TIBET

Therese und Balz Stump

Tibet

Besuchtes Land: China
Datum: 09.05. – 20.05.2024
Geschrieben von: Therese Stump 
Fortbewegungsmittel: Inlandflüge, Bahn, Auto

Tibet wird als das „Dach der Welt“ bezeichnet und ist ein mystischer Ort, der nicht nur geografisch, sondern auch kulturell und spirituell einmalig ist. Tauchen wir doch zusammen ein in dieses Abenteuer. Denn der Weg dorthin ist nicht gerade einfach. Eine der spektakulärsten Möglichkeiten, das Hochland zu erreichen, ist mit der Lhasa-Bahn – einer der höchsten und eindrucksvollsten Bahnstrecken der Welt.

Nach einem spannenden Aufenthalt in der modernen Metropole Shanghai fliegen wir nach Xining, der Hauptstadt der Provinz Qinghai, von wo aus die Lhasa-Bahn startet. Die Lhasa-Bahn wurde 2006 eröffnet und verbindet Xining mit Lhasa über eine Strecke von etwa 1.956 Kilometern. Diese Strecke führt durch einige der schönsten Landschaften Chinas, wo Schaf – und Yakherden gemächlich über die Weiden ziehen.

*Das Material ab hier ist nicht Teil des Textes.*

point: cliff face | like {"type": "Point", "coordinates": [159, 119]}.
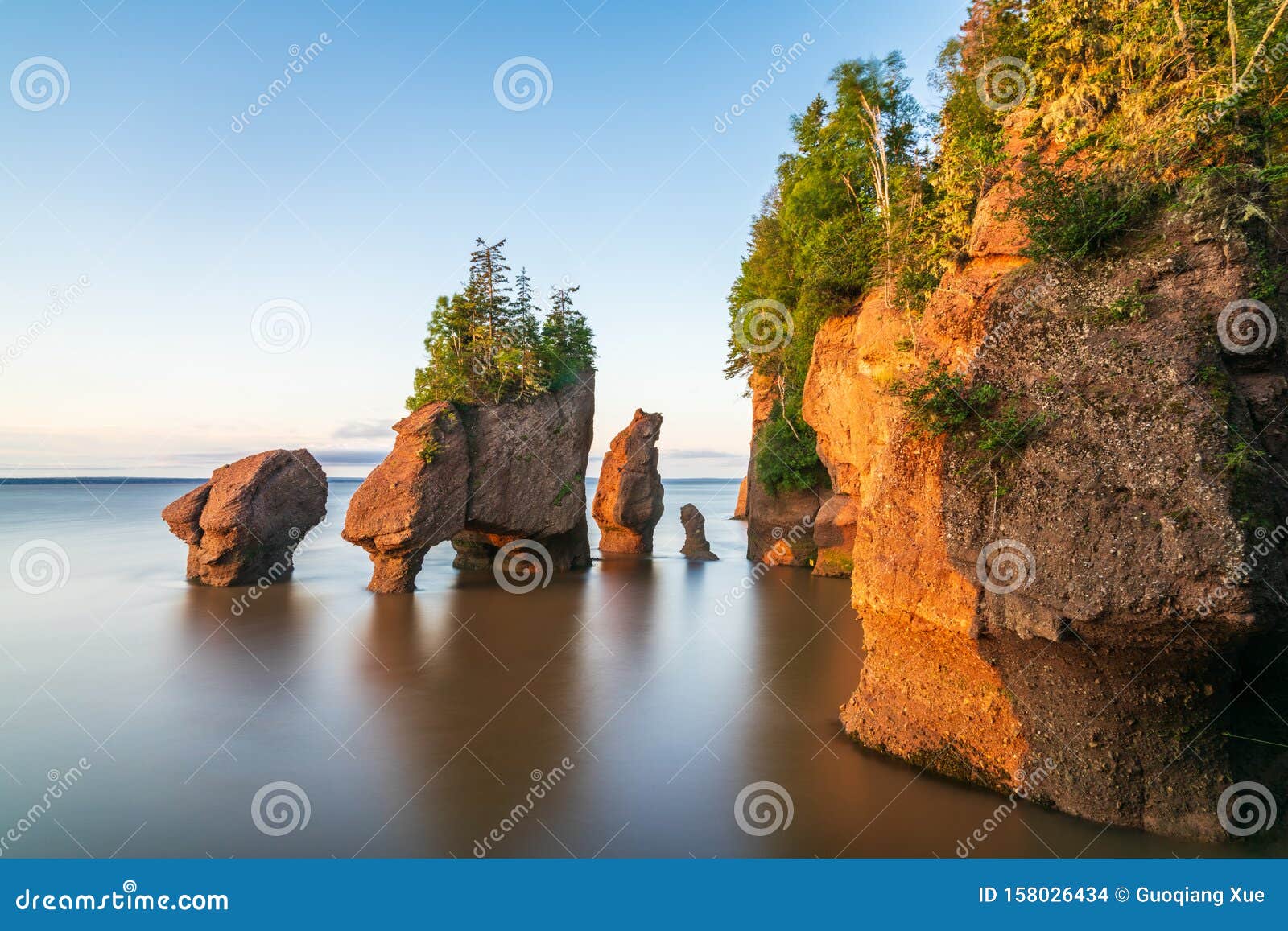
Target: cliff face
{"type": "Point", "coordinates": [1055, 602]}
{"type": "Point", "coordinates": [779, 527]}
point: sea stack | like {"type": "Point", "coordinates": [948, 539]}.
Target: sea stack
{"type": "Point", "coordinates": [412, 500]}
{"type": "Point", "coordinates": [481, 476]}
{"type": "Point", "coordinates": [696, 547]}
{"type": "Point", "coordinates": [244, 525]}
{"type": "Point", "coordinates": [629, 495]}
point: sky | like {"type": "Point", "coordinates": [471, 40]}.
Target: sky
{"type": "Point", "coordinates": [201, 259]}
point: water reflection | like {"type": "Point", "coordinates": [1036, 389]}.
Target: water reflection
{"type": "Point", "coordinates": [419, 724]}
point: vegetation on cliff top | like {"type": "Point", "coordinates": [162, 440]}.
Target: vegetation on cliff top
{"type": "Point", "coordinates": [486, 344]}
{"type": "Point", "coordinates": [1129, 106]}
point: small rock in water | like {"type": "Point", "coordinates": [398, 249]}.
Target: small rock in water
{"type": "Point", "coordinates": [244, 525]}
{"type": "Point", "coordinates": [696, 546]}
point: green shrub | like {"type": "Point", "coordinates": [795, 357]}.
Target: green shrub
{"type": "Point", "coordinates": [942, 402]}
{"type": "Point", "coordinates": [1069, 216]}
{"type": "Point", "coordinates": [1011, 431]}
{"type": "Point", "coordinates": [787, 456]}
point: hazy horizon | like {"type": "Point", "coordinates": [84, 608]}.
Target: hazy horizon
{"type": "Point", "coordinates": [152, 216]}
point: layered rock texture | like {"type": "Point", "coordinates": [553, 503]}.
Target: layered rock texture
{"type": "Point", "coordinates": [481, 476]}
{"type": "Point", "coordinates": [244, 525]}
{"type": "Point", "coordinates": [779, 527]}
{"type": "Point", "coordinates": [1056, 599]}
{"type": "Point", "coordinates": [629, 496]}
{"type": "Point", "coordinates": [696, 546]}
{"type": "Point", "coordinates": [834, 536]}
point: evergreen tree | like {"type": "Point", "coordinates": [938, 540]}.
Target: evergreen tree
{"type": "Point", "coordinates": [486, 344]}
{"type": "Point", "coordinates": [567, 341]}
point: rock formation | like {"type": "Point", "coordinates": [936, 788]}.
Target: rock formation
{"type": "Point", "coordinates": [481, 476]}
{"type": "Point", "coordinates": [779, 527]}
{"type": "Point", "coordinates": [696, 546]}
{"type": "Point", "coordinates": [834, 536]}
{"type": "Point", "coordinates": [1069, 600]}
{"type": "Point", "coordinates": [244, 525]}
{"type": "Point", "coordinates": [414, 499]}
{"type": "Point", "coordinates": [629, 496]}
{"type": "Point", "coordinates": [740, 510]}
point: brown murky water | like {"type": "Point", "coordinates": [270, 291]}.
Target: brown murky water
{"type": "Point", "coordinates": [419, 725]}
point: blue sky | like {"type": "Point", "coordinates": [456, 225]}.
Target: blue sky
{"type": "Point", "coordinates": [147, 214]}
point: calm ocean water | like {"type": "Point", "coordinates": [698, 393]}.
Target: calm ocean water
{"type": "Point", "coordinates": [615, 712]}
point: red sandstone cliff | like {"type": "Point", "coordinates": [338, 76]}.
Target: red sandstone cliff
{"type": "Point", "coordinates": [1122, 515]}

Der Zug schlängelt sich gemächlich durch die karge Landschaft des tibetischen Hochlandes, vorbei an weiten Salzseen, tiefen Schluchten und schneebedeckten Gipfeln. Ein Highlight ist die Querung des Tanggula-Passes, der mit 5.072 Metern über dem Meeresspiegel der höchste Punkt der Strecke ist. Je näher wir der Hauptstadt kommen, desto grüner und lebendiger wird die Landschaft. Die letzten Kilometer bieten einen herrlichen Blick auf die umliegenden Berge und die Stadt selbst, die sich langsam am Horizont abzeichnet. Lhasa: Die Stadt des Himmels

Der Bahnhof von Lhasa ist modern und gut ausgestattet, aber die Atmosphäre ist immer noch sehr tibetisch. Hier spürt man sofort die spirituelle und kulturelle Bedeutung der Stadt, auch wenn sich vieles sonst in Lhasa schon sehr «chinesisch» anfühlt. Lhasa zieht uns sofort in seinen Bann. Schon beim ersten Blick auf den Potala-Palast, der majestätisch auf einem Hügel thront, wird mir bewusst, dass dies ein Ort wie kein anderer ist. Der Palast, einst die Winterresidenz des Dalai Lama, beeindruckt nicht nur durch seine Größe, sondern auch durch seine spezielle Architektur und seine spirituelle Bedeutung. Ein Besuch im Jokhang-Tempel, dem wichtigsten religiösen Zentrum Tibets, ist ein weiteres Muss. Hier versammeln sich Pilger aus ganz Tibet, um ihre Gebete darzubringen und die heiligen Relikte zu verehren. Unvergessliche Momente sind es, mitzuerleben, wie tibetische Buddhisten ihre Rituale und das Umkreisen heiliger Stätten mit grosses Ehrfurcht begehen. Für uns eine komplett fremde Welt.

Nach zwei Tagen in der heiligen Stadt führt uns die Reise weiter durch das Hochland nach Shigatse. Die Straße schlängelt sich durch eine Landschaft, die fast surreal wirkt – endlose Weiten, majestätische Berge und kristallklare Seen. Der Yamdrok-See, ein himmelblauer Salzsee auf über 4.000 Metern Höhe, bietet einen atemberaubenden Anblick. Die Farbe des Wassers verändert sich je nach Tageszeit und Wetter, und es fühlt sich an, als ob man in eine andere Welt eingetaucht ist. In Shigatse angekommen, besuchen wir das Tashilhunpo-Kloster, das zweitwichtigste Kloster Tibets. Die beeindruckende Statue des Jangtse-Tempels, die als eine der größten Buddhastatuen der Welt gilt, lässt uns ehrfürchtig innehalten. Hier kann man die tiefe Spiritualität und die historische Bedeutung dieses Ortes förmlich spüren.

Abseits der beeindruckenden Landschaften und historischen Stätten sind es die Menschen, die Tibet zu einem so besonderen Ort machen. Trotz der rauen Bedingungen und der hohen Höhenlage empfängt einen die tibetische Bevölkerung mit herzlicher Freundlichkeit und Offenheit. Die tibetische Kultur, reich an Traditionen und Ritualen, spiegelt sich in jedem Aspekt des Lebens wider – von den bunten Gebetsfahnen, die in den Winden wehen, bis hin zu den kunstvollen Mandalas und Gebetsrädern, die überall zu finden sind. Tibet ist es wert, entdeckt zu werden.